Down and to the point question. I am having a miserable time with some dynamically created buttons. They do not want to fire the Click
event I have setup for them. A paraphrase of my code is below. Could anyone provide some insight as to why my dynamic controls do not work?
protected void Page_Load(object sender, EventArgs e)
{
CreateButton();
}
private void CreateButton()
{
Button btn = new Button();
btn.ID = "Button1";
btn.Click += Button1_Click;
panel1.Controls.Add(btn);
}
protected void Button1_Click(object sender, EventArgs e)
{
// Do stuff here.
// Debugger never makes it to this point.
}
I have this current functionality. It needs to be able to graphically reorder, remove and add items.
Just...don't use dynamic ASP controls. Ever. They're super hard to work with, and there are superior alternatives.
If you want to create a dynamic number of controls based on some data that you have use a Repeater
, or, if you want to create a table of data specifically, a DataGrid
. These have sensible behaviors and are far easier to work with.
If you have content that you want to optionally render, for example a single fixed button that may or may not need to be shown, then define that control in markup and use the Visible
property to determine if it is actually send to the end user.
As for why it doesn't work, ASP has many steps in a page's lifecycle. One of the early steps is to initialize it's view of the page with all of the items on it. At a later point in time the post back data is inspected, any events triggered find their corresponding control in the view of the page, and then run the corresponding handlers for that event. In your case you're creating the control and adding the handlers after the request's "page view" has already been finalized. The code didn't see your button, or any handlers for it, so it didn't have any handlers to run.

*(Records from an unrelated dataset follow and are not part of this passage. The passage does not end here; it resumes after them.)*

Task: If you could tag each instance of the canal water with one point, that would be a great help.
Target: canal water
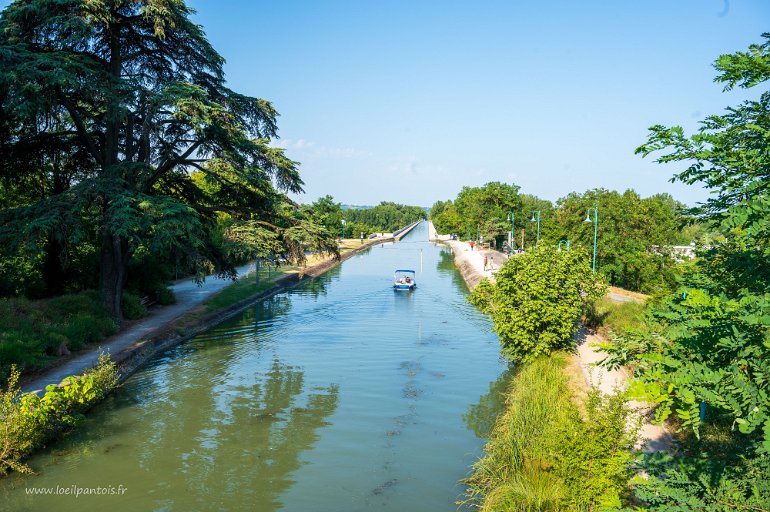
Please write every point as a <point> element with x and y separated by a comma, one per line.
<point>337,395</point>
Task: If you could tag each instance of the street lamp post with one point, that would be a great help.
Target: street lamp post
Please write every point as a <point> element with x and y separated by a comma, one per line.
<point>596,228</point>
<point>536,212</point>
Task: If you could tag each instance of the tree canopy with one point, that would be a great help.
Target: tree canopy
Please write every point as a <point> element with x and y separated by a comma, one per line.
<point>107,108</point>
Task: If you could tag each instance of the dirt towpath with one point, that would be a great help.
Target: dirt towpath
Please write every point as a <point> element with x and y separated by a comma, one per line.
<point>188,295</point>
<point>653,438</point>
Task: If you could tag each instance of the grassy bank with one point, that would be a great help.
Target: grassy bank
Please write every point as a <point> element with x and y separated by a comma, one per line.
<point>544,455</point>
<point>608,316</point>
<point>33,333</point>
<point>28,421</point>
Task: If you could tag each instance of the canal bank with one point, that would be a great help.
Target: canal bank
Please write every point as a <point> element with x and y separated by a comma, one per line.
<point>584,362</point>
<point>334,394</point>
<point>174,324</point>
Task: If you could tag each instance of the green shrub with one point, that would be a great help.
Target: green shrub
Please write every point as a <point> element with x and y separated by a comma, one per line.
<point>542,455</point>
<point>132,306</point>
<point>538,299</point>
<point>27,420</point>
<point>166,296</point>
<point>594,456</point>
<point>32,332</point>
<point>516,472</point>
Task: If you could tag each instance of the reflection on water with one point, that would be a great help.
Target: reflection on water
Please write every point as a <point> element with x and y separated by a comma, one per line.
<point>481,416</point>
<point>339,394</point>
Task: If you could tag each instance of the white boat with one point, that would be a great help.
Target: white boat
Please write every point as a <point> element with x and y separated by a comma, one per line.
<point>404,280</point>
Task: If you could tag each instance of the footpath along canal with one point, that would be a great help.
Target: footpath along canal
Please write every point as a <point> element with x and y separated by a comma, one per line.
<point>337,395</point>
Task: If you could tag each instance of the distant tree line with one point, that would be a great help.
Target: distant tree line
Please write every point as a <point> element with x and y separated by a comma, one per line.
<point>629,227</point>
<point>386,217</point>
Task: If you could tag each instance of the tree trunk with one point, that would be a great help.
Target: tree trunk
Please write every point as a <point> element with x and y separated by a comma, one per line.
<point>114,266</point>
<point>53,269</point>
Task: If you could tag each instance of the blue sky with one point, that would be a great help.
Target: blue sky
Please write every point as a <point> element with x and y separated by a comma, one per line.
<point>408,101</point>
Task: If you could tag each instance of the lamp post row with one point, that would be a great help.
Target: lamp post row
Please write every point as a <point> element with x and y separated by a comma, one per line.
<point>536,218</point>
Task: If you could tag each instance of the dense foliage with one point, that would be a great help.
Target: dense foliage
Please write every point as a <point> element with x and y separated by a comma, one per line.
<point>28,420</point>
<point>107,109</point>
<point>633,237</point>
<point>706,348</point>
<point>543,455</point>
<point>538,299</point>
<point>633,233</point>
<point>32,332</point>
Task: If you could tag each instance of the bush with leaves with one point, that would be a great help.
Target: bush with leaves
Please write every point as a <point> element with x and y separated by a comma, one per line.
<point>538,300</point>
<point>544,455</point>
<point>28,420</point>
<point>709,343</point>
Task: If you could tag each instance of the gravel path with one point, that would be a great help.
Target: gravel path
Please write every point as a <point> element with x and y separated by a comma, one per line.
<point>653,438</point>
<point>188,295</point>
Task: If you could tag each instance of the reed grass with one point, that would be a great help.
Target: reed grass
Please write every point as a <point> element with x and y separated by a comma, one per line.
<point>516,474</point>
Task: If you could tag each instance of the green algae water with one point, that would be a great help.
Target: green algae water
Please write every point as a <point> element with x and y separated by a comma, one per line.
<point>337,395</point>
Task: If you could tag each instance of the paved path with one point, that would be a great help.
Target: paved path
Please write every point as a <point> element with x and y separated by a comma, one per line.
<point>653,438</point>
<point>188,295</point>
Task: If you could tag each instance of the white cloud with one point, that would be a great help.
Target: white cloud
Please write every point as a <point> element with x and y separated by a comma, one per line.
<point>309,149</point>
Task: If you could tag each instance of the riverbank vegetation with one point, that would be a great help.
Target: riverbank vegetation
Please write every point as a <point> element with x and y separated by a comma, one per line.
<point>27,421</point>
<point>537,301</point>
<point>112,186</point>
<point>704,353</point>
<point>544,455</point>
<point>116,183</point>
<point>700,348</point>
<point>635,235</point>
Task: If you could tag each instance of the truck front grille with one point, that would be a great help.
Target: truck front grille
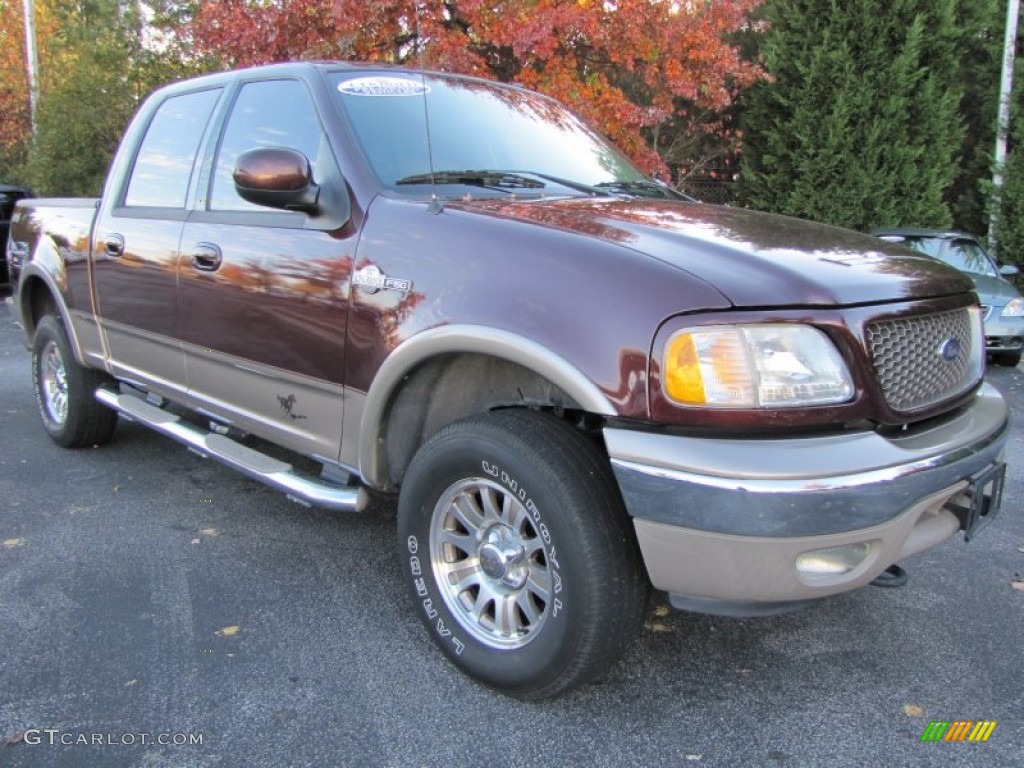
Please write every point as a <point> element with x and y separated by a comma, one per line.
<point>924,359</point>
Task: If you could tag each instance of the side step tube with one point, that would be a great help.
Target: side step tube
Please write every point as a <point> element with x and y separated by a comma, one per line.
<point>260,467</point>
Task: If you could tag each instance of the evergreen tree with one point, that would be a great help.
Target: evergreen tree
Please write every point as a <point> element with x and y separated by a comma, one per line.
<point>860,126</point>
<point>982,25</point>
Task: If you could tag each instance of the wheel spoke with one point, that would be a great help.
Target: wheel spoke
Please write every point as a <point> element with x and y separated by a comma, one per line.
<point>506,617</point>
<point>466,574</point>
<point>532,546</point>
<point>466,511</point>
<point>461,542</point>
<point>527,605</point>
<point>492,510</point>
<point>481,606</point>
<point>539,582</point>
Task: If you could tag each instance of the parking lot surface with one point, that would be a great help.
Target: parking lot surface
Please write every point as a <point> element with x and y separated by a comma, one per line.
<point>151,599</point>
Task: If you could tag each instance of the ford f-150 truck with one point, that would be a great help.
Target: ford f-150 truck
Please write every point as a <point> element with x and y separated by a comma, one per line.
<point>339,279</point>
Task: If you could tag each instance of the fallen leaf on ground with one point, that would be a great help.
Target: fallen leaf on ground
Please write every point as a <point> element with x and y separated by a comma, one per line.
<point>657,627</point>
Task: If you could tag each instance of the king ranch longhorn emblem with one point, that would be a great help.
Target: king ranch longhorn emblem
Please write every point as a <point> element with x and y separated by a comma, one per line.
<point>373,280</point>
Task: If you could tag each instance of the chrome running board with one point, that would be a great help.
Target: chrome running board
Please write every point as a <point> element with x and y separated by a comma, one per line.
<point>278,474</point>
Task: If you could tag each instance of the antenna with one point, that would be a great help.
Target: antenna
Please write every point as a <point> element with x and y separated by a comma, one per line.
<point>435,206</point>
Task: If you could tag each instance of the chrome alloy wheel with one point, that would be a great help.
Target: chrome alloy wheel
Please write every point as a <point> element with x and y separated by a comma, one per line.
<point>54,383</point>
<point>489,562</point>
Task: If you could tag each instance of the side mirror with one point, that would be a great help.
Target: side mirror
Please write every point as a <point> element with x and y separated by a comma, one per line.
<point>278,177</point>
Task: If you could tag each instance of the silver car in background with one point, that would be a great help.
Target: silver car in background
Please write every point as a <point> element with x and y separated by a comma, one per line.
<point>1000,301</point>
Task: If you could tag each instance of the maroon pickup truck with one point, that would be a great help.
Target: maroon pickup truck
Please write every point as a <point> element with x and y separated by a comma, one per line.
<point>581,384</point>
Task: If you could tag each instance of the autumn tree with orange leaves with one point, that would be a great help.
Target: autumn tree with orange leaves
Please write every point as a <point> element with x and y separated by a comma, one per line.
<point>634,68</point>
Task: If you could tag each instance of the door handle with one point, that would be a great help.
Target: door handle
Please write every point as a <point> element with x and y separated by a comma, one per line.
<point>206,257</point>
<point>114,245</point>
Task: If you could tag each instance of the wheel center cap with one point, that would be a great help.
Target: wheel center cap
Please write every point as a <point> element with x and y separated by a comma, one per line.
<point>493,561</point>
<point>501,557</point>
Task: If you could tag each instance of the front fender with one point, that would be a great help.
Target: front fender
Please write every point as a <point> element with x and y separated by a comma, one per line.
<point>463,339</point>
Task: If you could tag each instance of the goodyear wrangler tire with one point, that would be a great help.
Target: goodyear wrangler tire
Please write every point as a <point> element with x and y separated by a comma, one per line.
<point>65,390</point>
<point>519,554</point>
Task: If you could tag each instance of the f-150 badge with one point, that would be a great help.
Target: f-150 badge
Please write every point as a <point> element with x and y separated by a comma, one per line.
<point>373,280</point>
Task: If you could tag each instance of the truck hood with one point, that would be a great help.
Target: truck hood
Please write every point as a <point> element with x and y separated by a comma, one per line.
<point>755,259</point>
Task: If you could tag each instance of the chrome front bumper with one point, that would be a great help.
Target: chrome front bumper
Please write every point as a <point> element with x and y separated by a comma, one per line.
<point>722,522</point>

This is all complicated further if the creation of your dynamic controls are dependent on information being posted back from the user (which does in fact appear to be the case here). If you create the controls early enough in the lifecycle for them to be able to fire events, then the information that you need to get from what the user has just done hasn't yet been populated into their corresponding ASP constructs. You end up being forced to construct the dynamic objects before you actually have access to the information to construct them.